Some things are easier to do with class-based iterators, and some things are easier to do with generators. But the two are isomorphic and functionally equivalent - anything we can do with a class we can do with a generator, and visa-versa.

First-class function-based iteration

Alright, we’ll end this lecture by looking at how some languages use first-class functions to do iteration. The syntax often looks something like this:

var fruits = ... // some list of fruits

fruits.forEach { f -> println("$f") }

Basically, the container (e.g., vector, list or set) contains a forEach() method, which accepts one parameter. We pass in a { lambda } function to the forEeach method as this parameter. The forEach method iterates over each item in the iterable, and passes each item as the parameter to the lambda function (e.g., to the parameter f shown in the lambda above).

Here are some examples:

// Rust
(0..10).for_each(|elem| println!("{}", elem));

let items = vec!["fee","fi","fo","fum"];
items.iter().for_each(|elem| println!("{}", elem));
# Ruby
(0..9).each do |elem| 
  print elem, " " 
end

items = ["fee","fi","fo","fum"]

items.each do |elem|
    print(elem,"\n")
end
// Kotlin
(0..9).forEach({ elem -> println("$elem") })

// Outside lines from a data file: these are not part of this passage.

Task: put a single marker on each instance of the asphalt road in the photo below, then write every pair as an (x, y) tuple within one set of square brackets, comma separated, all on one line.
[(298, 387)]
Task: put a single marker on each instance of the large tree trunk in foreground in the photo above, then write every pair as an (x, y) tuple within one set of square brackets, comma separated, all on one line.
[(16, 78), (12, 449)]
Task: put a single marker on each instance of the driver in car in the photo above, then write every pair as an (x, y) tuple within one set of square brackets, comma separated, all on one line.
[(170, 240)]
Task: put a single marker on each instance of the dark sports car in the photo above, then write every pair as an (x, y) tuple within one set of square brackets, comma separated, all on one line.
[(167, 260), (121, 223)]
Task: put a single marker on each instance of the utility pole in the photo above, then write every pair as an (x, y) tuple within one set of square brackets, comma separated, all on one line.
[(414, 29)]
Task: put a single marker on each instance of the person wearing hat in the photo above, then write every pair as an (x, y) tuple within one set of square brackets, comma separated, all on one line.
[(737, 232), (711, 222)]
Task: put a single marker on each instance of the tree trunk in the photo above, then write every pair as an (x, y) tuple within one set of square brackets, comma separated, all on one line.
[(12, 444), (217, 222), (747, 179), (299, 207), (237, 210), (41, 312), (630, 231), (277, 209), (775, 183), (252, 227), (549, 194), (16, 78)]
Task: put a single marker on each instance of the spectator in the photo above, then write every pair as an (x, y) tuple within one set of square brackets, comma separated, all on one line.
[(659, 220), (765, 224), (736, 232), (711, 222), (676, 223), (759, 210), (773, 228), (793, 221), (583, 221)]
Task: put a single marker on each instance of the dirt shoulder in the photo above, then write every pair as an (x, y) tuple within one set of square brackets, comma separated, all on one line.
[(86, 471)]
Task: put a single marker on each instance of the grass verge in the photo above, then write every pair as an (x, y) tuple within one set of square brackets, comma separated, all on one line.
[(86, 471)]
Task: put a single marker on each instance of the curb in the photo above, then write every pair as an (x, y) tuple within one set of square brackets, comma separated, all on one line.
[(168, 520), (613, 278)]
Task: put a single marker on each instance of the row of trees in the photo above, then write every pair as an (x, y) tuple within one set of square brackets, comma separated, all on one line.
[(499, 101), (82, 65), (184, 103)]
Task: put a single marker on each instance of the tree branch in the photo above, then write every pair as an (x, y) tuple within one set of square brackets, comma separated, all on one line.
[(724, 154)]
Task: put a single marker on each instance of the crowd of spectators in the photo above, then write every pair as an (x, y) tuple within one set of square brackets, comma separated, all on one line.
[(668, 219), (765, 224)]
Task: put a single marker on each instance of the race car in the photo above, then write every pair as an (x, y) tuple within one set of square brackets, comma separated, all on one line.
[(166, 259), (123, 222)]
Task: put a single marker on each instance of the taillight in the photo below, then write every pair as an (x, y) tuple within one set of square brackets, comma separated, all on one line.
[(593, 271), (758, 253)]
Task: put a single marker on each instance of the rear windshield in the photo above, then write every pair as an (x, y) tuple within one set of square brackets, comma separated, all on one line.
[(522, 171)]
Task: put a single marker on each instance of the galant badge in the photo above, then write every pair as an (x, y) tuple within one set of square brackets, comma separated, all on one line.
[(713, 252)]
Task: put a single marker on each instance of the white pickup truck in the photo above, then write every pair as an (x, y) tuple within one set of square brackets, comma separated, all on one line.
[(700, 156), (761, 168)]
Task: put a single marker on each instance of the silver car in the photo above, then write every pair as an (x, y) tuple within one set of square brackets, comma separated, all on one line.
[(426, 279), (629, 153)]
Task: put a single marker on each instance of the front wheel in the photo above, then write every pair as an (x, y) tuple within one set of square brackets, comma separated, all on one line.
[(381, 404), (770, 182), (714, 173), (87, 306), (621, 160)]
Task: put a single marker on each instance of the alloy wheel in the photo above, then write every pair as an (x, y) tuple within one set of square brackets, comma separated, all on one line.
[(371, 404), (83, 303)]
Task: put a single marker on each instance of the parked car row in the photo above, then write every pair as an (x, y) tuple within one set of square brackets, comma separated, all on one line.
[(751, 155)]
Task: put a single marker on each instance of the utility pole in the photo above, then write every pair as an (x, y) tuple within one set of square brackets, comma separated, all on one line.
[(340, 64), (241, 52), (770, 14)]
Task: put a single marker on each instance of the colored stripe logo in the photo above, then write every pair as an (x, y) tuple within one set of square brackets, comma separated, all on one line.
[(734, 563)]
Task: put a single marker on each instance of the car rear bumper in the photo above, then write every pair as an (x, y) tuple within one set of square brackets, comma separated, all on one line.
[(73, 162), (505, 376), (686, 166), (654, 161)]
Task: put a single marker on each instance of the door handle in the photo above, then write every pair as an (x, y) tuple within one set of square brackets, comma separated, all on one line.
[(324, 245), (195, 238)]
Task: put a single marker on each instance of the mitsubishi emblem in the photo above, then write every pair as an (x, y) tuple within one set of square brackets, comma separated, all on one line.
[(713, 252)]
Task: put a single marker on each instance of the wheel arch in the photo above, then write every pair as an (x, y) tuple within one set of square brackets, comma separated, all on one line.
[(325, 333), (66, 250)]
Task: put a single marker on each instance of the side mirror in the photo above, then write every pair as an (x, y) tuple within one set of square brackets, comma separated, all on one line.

var items = arrayOf("fee","fi","fo","fum")
items.forEach({ elem -> println("$elem") })

When we use this syntax, we’re NOT using an iterator! Instead, we’re passing a function as an argument to a forEach()/each() method that loops over the iterable’s items!

Let’s build a forEach() method for our earlier Python container:

class ListOfStrings:
  def __init__(self):
    self.array = []

  def add(self,val):
    self.array.append(val)

  def forEach(self, f):   # define our own for-each method
    for x in self.array:
      f(x)

yummy = ListOfStrings()
... # add items to yummy

def like(x):
 print(f'I like {x}'))

yummy.forEach(like)

Notice how the iterable object (a ListOfStrings) iterates over its own items, and calls the provided f(). This is essentially a map() operation like we saw in functional programming!